Do you know Paul Simon’s line “These are the days of miracle and wonder”? It comes from the “The Boy in the Bubble” on the Graceland album. This was in 1986. Still, the line seemed to resonate 10 years later at the Truth and Reconciliation Commission (TRC), as gruesome testimony started emerging.
Of course, the brutal behaviour of the security forces was known to many, especially its victims. But hearing it described – and sometimes acted out – was, firstly, traumatic corroboration for families of the tortured and dead. Secondly, for the victims, families, and many, many people of every ideological stripe, it was vindication. What they had believed, what they had been told, what had been suggested but never proven, was set out for all to hear.
Ordinary white South Africans who had long given the benefit of the doubt to their leaders, and over the years accepted the indignant and strident denials of wrongdoing, were brought face to face with the appalling truth about what had been done in their name. This was devastating to the moral authority of the National Party establishment not among its enemies, who believed the worst of it anyway, but among its supporters and sympathisers. They felt that particular humiliation that comes from trusting someone, defending them, and then finding you have been played for a fool.
If the apartheid regime had ever had a moral leg to stand on, which was doubtful, the NP was, following the TRC, legless.
Now we have before us the testimonies seeping out at a different sort of TRC, the Zondo Commission of Inquiry into State Capture. I’m referring particularly to the evidence of the last few weeks featuring Angelo Agrizzi, former chief operating officer at Bosasa, and several other former Bosasa employees – during which more than a few notables have been fingered.

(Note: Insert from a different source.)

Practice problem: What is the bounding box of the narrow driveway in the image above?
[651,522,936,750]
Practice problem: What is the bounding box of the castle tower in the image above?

These are, among others, former President Jacob Zuma; Minister of Environmental Affairs Nomvula Mokonyane; former Deputy National Director of Public Prosecutions Nomgcobo Jiba; former chair of South African Airways and chair of the Jacob G Zuma Foundation Dudu Myeni; axed South African Revenue Services boss Tom Moyane when he “served” as commissioner of correctional services; former chair of the parliamentary portfolio committee on correctional services Vincent Smith; Minister of Mineral Affairs and former ANC secretary-general Gwede Mantashe; Pretoria chief magistrate Desmond Nair; as well as (Richmond) Linda Mti, Patrick Gillingham and other senior employees at correctional services.